On Saturday night, Naomi Osaka won the U.S. Open, becoming the first Japanese woman to win a Grand Slam singles title. But her victory was overshadowed by an officiating controversy, which left her in tears as she accepted the trophy, standing beside her idol Serena Williams.
Earlier in the night, Williams received a coaching violation from chair umpire Carlos Ramos, after her coach, Patrick Mouratoglou, made a gesture to her from the stands. Williams refuted the call. “I don’t cheat to win,” she said emphatically. “I’d rather lose.”

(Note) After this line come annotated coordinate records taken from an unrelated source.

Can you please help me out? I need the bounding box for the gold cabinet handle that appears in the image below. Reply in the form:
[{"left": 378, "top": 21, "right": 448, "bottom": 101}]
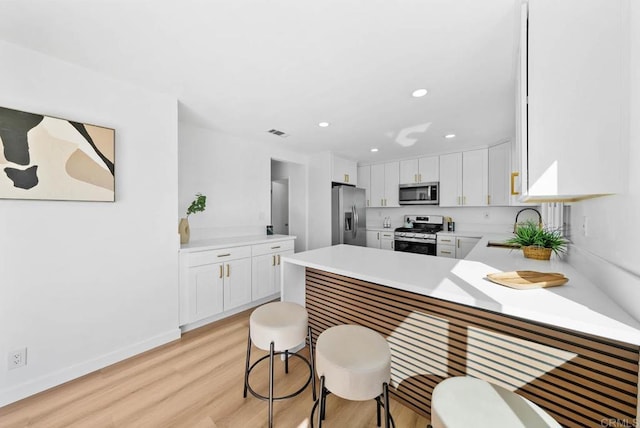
[{"left": 511, "top": 172, "right": 520, "bottom": 196}]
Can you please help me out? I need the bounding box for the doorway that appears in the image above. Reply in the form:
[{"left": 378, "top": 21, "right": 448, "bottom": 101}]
[{"left": 271, "top": 178, "right": 289, "bottom": 235}]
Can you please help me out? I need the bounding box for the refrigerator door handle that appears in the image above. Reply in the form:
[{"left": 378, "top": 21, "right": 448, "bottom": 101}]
[{"left": 353, "top": 204, "right": 360, "bottom": 238}]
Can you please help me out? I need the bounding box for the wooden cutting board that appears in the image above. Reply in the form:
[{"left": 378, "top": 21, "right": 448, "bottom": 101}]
[{"left": 487, "top": 270, "right": 569, "bottom": 290}]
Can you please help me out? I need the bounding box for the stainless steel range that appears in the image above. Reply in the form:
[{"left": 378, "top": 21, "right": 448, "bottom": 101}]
[{"left": 393, "top": 215, "right": 444, "bottom": 256}]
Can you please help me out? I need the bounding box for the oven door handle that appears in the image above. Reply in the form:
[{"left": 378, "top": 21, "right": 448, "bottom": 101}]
[{"left": 351, "top": 204, "right": 358, "bottom": 239}]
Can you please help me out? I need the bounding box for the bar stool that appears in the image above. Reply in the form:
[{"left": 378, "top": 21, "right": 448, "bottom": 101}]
[
  {"left": 310, "top": 325, "right": 395, "bottom": 428},
  {"left": 431, "top": 376, "right": 560, "bottom": 428},
  {"left": 244, "top": 302, "right": 316, "bottom": 427}
]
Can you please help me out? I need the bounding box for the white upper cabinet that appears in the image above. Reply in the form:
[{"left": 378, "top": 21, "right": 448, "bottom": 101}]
[
  {"left": 331, "top": 156, "right": 358, "bottom": 186},
  {"left": 487, "top": 143, "right": 515, "bottom": 206},
  {"left": 440, "top": 149, "right": 489, "bottom": 207},
  {"left": 518, "top": 0, "right": 629, "bottom": 201},
  {"left": 369, "top": 162, "right": 400, "bottom": 207},
  {"left": 358, "top": 165, "right": 371, "bottom": 207},
  {"left": 400, "top": 156, "right": 440, "bottom": 184}
]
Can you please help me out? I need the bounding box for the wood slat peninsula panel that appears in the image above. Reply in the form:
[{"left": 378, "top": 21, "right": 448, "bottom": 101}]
[{"left": 306, "top": 268, "right": 639, "bottom": 427}]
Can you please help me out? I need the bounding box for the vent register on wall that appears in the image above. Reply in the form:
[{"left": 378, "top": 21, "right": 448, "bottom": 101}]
[{"left": 0, "top": 107, "right": 115, "bottom": 202}]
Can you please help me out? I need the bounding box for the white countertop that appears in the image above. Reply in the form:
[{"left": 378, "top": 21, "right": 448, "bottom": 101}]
[
  {"left": 180, "top": 235, "right": 296, "bottom": 253},
  {"left": 282, "top": 239, "right": 640, "bottom": 345}
]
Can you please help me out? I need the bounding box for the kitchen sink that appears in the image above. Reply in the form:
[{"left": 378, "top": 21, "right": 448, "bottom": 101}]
[{"left": 487, "top": 241, "right": 520, "bottom": 249}]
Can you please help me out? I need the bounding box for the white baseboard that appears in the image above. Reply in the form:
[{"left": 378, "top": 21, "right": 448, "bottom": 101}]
[
  {"left": 0, "top": 328, "right": 180, "bottom": 407},
  {"left": 180, "top": 293, "right": 280, "bottom": 333}
]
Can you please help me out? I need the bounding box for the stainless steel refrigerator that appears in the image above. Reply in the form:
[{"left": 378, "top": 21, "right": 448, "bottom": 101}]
[{"left": 331, "top": 186, "right": 367, "bottom": 247}]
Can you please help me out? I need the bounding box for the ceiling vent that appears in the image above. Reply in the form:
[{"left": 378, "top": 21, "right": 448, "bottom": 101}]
[{"left": 267, "top": 129, "right": 289, "bottom": 138}]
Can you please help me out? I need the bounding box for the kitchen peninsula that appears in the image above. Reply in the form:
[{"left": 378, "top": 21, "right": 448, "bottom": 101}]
[{"left": 282, "top": 242, "right": 640, "bottom": 426}]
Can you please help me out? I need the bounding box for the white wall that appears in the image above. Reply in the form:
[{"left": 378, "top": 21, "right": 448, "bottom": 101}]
[
  {"left": 0, "top": 42, "right": 179, "bottom": 406},
  {"left": 271, "top": 160, "right": 307, "bottom": 253},
  {"left": 178, "top": 122, "right": 307, "bottom": 243},
  {"left": 571, "top": 1, "right": 640, "bottom": 320},
  {"left": 308, "top": 152, "right": 331, "bottom": 250}
]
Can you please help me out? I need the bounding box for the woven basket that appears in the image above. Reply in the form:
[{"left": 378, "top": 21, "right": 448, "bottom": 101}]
[{"left": 522, "top": 245, "right": 551, "bottom": 260}]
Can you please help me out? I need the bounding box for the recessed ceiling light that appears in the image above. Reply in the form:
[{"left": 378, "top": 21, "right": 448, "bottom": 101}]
[{"left": 411, "top": 89, "right": 427, "bottom": 98}]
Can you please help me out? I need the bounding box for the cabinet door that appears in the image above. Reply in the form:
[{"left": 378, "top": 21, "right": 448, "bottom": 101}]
[
  {"left": 384, "top": 162, "right": 400, "bottom": 207},
  {"left": 358, "top": 165, "right": 371, "bottom": 207},
  {"left": 380, "top": 232, "right": 394, "bottom": 251},
  {"left": 367, "top": 230, "right": 380, "bottom": 248},
  {"left": 188, "top": 263, "right": 224, "bottom": 322},
  {"left": 440, "top": 153, "right": 462, "bottom": 207},
  {"left": 224, "top": 258, "right": 251, "bottom": 311},
  {"left": 418, "top": 156, "right": 440, "bottom": 183},
  {"left": 462, "top": 149, "right": 489, "bottom": 207},
  {"left": 370, "top": 164, "right": 385, "bottom": 207},
  {"left": 400, "top": 159, "right": 420, "bottom": 184},
  {"left": 456, "top": 237, "right": 480, "bottom": 259},
  {"left": 487, "top": 143, "right": 511, "bottom": 206},
  {"left": 524, "top": 0, "right": 637, "bottom": 200},
  {"left": 251, "top": 254, "right": 278, "bottom": 300},
  {"left": 436, "top": 244, "right": 456, "bottom": 259}
]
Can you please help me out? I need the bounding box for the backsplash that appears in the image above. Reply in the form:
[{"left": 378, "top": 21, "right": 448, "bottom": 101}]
[{"left": 367, "top": 205, "right": 537, "bottom": 233}]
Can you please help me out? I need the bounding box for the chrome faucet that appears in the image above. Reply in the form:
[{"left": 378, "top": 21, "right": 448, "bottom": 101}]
[{"left": 513, "top": 208, "right": 542, "bottom": 233}]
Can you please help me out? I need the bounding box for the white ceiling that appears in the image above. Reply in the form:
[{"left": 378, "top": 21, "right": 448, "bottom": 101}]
[{"left": 0, "top": 0, "right": 520, "bottom": 162}]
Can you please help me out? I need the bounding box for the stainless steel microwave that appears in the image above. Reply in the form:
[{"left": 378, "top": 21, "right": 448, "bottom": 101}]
[{"left": 398, "top": 181, "right": 440, "bottom": 205}]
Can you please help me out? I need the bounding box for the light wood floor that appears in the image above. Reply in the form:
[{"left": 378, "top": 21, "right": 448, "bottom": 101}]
[{"left": 0, "top": 311, "right": 428, "bottom": 428}]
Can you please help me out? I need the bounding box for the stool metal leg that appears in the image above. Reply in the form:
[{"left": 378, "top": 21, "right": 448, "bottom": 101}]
[
  {"left": 308, "top": 326, "right": 316, "bottom": 401},
  {"left": 242, "top": 331, "right": 251, "bottom": 398},
  {"left": 269, "top": 342, "right": 274, "bottom": 428},
  {"left": 382, "top": 382, "right": 391, "bottom": 428},
  {"left": 318, "top": 375, "right": 326, "bottom": 428}
]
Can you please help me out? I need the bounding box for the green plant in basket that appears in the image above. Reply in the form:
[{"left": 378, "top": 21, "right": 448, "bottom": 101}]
[
  {"left": 507, "top": 220, "right": 567, "bottom": 255},
  {"left": 187, "top": 193, "right": 207, "bottom": 217}
]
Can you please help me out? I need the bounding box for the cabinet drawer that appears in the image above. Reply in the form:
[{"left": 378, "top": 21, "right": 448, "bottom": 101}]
[
  {"left": 186, "top": 246, "right": 251, "bottom": 267},
  {"left": 251, "top": 239, "right": 293, "bottom": 256},
  {"left": 437, "top": 235, "right": 456, "bottom": 245}
]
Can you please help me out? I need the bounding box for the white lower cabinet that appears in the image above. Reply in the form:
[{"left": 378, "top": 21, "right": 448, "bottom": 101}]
[
  {"left": 180, "top": 239, "right": 294, "bottom": 326},
  {"left": 180, "top": 246, "right": 251, "bottom": 324},
  {"left": 436, "top": 235, "right": 480, "bottom": 259},
  {"left": 456, "top": 236, "right": 480, "bottom": 259},
  {"left": 251, "top": 241, "right": 293, "bottom": 300},
  {"left": 367, "top": 230, "right": 394, "bottom": 251},
  {"left": 436, "top": 235, "right": 456, "bottom": 259}
]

A few games later, Williams broke her racket, garnering her a second code violation, as well as a point penalty — meaning Osaka started the next game at 15-0. This prompted Williams to call Ramos a “thief” and demand an apology. “There are men out here that do a lot worse, but because I’m a woman, because I’m a woman you’re going to take this away from me?” she said, according to the New York Times. “That is not right.” This resulted in a third code violation.
Osaka ultimately won the match, 6-4, and during the ceremony, the audience booed loudly. Both Osaka and Williams held back tears, and Williams put an arm around Osaka to comfort her. “I’m sorry. I know that everyone was cheering for her, and I’m sorry that it had to end like this,” Osaka told the crowd. “I just want to say thank you for watching the match. Thank you.”
“Let’s make this the best moment we can and we’ll get through it,” Williams said. “But let’s give everyone the credit where credit’s due and let’s not boo anymore. We just — we’re going to get through this and let’s be positive. So congratulations, Naomi. No more booing!”